Because Chagas disease is still considered a public health problem and a neglected disease in many underdevelopment countries, the efforts to find effective drugs for its treatment continue. Many experimental compounds have been designed, produced and tested against T. cruzi, but many of them remain unused until their impact in the biology or the physiology of the parasite can be established. It is well known that the application of different approaches to the study of the cellular biology of the parasites has a great influence on drug development (Coura & de Castro 2002, Paulino et al. 2005 , Romero & Morilla 2010 , Urbina 2010)). After the demonstration that the JVG9 is a benzimidazole derivative with trypanocidal activity (Díaz-Chiguer et al. 2012)), we here demonstrated that this compound produces alterations in the morphology and distribution of the cytoskeletal proteins actin and tubulin in bloodstream forms of the INC-5 strain. However, we noted that the concentration, at which the effects were observed in parasites, was six times lower than the LC50 reported in our previous work (Díaz-Chiguer et al. 2012)). We therefore decided to treat the parasites at 54.2 µm because this was the concentration at which we first observed an effect on cytoskeletal proteins such as actin and tubulin. Alternately, at higher concentrations, such as 320 µm, it was not possible to record any microscopic observations due the presence of precipitation.

It is possible that observed alterations on the parasite cytoskeletal proteins that produced changes in the morphology may be similar to those found after anti-cancer treatment. When Leishmania amazonensis and T. cruzi were evaluated with taxol and vinblastine, effects were clearly found on the membrane, with protrusions that resemble cellular surface blebs indicative of cell death mechanisms such as mitochondrial swelling, plasma membrane blebbing and the presence of autophagosome-like structures (Vannier-Santos & de Castro 2009). If JVG9 is capable of triggering some form of this parasite death mechanism, this would be the first report of the involvement of alterations in the expression of cytoskeletal proteins in the presence of a benzimidazole-derivative compound.
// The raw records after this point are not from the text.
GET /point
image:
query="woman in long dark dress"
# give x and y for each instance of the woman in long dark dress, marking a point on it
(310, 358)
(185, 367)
It would be worthwhile to evaluate the expression of cytoskeletal proteins using double-dimension electrophoresis, as published previously for actin (Cevallos et al. 2011)) and to determine whether there are changes in the expression of actin and tubulin variants and whether they are the primary targets of these compounds. The effects of the designed JVG9 are a very good example of a structure-activity integration that produces better drugs through medicinal chemistry approaches. Additionally, it is an alternative approach showing how it is possible to redesign old drugs and thereby find novel compounds for the treatment of Chagas disease.